After shepherding further reforms in the breviary and other liturgies, Bugnini in his words had "been resigned" (137) suddenly in 1975. Pope Paul may, Bugnini alleges, have been influenced by "court intrigues" and rumors that he was a Freemason. This calumny persists. Translator John Pepino appends further documentation considering its effect on Bugnini a few years later as he denied the charge made in a letter to an American review of homiletics. Chiron sides with Bugnini given at least a reasonable doubt remains of his innocence.Yet Chiron admits he finds the evidence "inconclusive" (168). Until Bugnini's colleagues open his correspondence to public research, the case cannot be satisfactorily judged. Chiron gives Bugnini the benefit of his doubt.

Having no knowledge of Spanish, Bugnini refused the papal command to serve as nuncio in Uruguay. A year later, Bugnini found himself in Iran instead. He empathized with the burgeoning revolution against the beleaguered Shah; again, given the lack of documentation, the context of brief remarks Bugnini had written awaits the release of his letters. He continued writing books on the liturgy as well as his autobiography, which remains untranslated from Italian. He returned to Rome before his death in 1982. With that, Chiron's account stops too quickly, granting only a few paragraphs to his lasting impact after his daring implementation of reforms that have altered the Mass and liturgies ever since.

This brief book provides readers with a compendium of the documents and decisions undertaken over decades of liturgical innovation and experimentation. The audience may remain specialized, scholars of Church history and Catholic liturgy. Chiron eschews commentary or analysis of his subject. All the same, for English-language audiences, this gathers what is known at present from available sources.
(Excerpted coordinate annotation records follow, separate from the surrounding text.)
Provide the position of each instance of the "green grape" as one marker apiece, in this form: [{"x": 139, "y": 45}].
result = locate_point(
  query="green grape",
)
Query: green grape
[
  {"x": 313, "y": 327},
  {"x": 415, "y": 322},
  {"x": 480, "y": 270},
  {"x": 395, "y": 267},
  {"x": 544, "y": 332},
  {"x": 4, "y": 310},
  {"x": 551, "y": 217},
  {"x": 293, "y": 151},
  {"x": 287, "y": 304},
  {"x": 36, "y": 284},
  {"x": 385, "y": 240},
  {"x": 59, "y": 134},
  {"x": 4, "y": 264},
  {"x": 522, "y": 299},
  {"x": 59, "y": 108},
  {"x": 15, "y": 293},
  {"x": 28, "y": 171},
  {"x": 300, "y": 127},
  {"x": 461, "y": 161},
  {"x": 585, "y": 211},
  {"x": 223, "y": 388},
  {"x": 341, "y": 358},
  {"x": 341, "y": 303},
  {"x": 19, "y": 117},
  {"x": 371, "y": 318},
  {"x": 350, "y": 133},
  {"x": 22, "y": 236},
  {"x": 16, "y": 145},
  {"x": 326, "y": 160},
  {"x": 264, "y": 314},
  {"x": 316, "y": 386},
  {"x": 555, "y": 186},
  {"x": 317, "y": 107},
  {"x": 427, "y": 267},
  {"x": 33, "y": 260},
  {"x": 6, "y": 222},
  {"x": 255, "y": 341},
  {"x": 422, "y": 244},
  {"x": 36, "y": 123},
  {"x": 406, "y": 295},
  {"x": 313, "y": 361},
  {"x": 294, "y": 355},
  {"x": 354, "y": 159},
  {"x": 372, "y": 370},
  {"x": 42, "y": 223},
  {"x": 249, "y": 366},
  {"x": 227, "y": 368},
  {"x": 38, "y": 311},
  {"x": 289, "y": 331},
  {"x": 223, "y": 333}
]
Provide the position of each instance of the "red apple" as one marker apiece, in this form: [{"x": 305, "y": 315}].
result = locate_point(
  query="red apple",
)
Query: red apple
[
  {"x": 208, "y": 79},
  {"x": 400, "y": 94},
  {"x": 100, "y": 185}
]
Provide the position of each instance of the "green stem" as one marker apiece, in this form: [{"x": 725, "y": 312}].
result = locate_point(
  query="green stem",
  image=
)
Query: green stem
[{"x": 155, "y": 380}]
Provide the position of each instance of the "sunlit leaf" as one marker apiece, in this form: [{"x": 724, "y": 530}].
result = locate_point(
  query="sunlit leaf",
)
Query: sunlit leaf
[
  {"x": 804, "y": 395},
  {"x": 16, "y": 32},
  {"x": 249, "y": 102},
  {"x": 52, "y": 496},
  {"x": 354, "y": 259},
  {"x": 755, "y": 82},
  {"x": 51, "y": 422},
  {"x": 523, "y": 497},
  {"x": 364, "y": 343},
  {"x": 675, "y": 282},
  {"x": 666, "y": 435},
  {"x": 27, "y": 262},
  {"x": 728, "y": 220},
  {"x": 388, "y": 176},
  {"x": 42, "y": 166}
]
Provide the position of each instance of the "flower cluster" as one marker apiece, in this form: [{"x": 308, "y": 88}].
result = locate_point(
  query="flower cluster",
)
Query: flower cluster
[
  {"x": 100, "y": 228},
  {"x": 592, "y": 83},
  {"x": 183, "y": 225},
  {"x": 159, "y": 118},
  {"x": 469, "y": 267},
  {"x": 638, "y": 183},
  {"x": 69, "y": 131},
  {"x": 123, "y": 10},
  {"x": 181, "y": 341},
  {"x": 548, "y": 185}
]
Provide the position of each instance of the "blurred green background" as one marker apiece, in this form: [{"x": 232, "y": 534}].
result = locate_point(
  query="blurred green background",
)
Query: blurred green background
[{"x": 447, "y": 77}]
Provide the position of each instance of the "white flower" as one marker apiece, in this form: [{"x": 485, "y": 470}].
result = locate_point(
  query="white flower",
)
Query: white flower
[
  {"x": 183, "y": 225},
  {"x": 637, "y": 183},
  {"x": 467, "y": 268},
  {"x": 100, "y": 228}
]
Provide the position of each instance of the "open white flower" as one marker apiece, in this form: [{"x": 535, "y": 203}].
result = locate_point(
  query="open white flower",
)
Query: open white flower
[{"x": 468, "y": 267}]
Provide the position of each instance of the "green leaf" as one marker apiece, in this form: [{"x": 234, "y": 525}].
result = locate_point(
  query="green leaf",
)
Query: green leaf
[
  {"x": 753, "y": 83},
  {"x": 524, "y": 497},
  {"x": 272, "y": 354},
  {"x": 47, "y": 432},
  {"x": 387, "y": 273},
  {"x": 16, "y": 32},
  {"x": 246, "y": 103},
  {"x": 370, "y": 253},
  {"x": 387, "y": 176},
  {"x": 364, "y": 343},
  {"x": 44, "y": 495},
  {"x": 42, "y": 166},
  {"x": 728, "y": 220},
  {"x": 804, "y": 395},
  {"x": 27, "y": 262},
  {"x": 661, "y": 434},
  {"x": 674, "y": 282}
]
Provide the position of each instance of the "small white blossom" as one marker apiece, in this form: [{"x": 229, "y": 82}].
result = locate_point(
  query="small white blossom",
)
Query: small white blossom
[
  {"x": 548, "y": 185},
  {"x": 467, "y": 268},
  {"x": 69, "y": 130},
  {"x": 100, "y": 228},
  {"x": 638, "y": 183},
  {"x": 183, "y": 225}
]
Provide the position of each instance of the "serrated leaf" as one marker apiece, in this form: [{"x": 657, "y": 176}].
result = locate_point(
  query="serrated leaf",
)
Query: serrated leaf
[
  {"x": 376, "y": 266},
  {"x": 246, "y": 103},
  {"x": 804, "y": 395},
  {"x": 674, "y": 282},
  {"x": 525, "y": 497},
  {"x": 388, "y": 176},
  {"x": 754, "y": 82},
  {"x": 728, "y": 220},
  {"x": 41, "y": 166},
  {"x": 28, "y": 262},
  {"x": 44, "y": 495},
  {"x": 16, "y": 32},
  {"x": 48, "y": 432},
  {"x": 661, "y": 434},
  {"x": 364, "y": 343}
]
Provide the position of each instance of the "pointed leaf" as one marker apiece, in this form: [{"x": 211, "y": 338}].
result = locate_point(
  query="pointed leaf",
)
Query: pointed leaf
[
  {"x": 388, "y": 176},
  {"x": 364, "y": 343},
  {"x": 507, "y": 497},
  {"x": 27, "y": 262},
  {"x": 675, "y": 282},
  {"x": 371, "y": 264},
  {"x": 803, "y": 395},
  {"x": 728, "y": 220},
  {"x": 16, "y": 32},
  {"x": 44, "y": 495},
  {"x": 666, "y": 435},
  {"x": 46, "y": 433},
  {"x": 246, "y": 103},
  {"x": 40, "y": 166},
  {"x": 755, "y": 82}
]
Chiron leaves open the question of what impelled Bugnini to dismantle so much from so many centuries of Catholic heritage and accumulated stability. The book delivers the information, which may guide scholars into his proof-texts and the writings of those who worked with, or against, Bugnini.

For the time being, resigned to the embargo placed on full access to Bugnini's personal papers, Yves Chiron compiles what can be said to be known about this controversial prelate's mission to replace a venerable rite with a modern liturgy.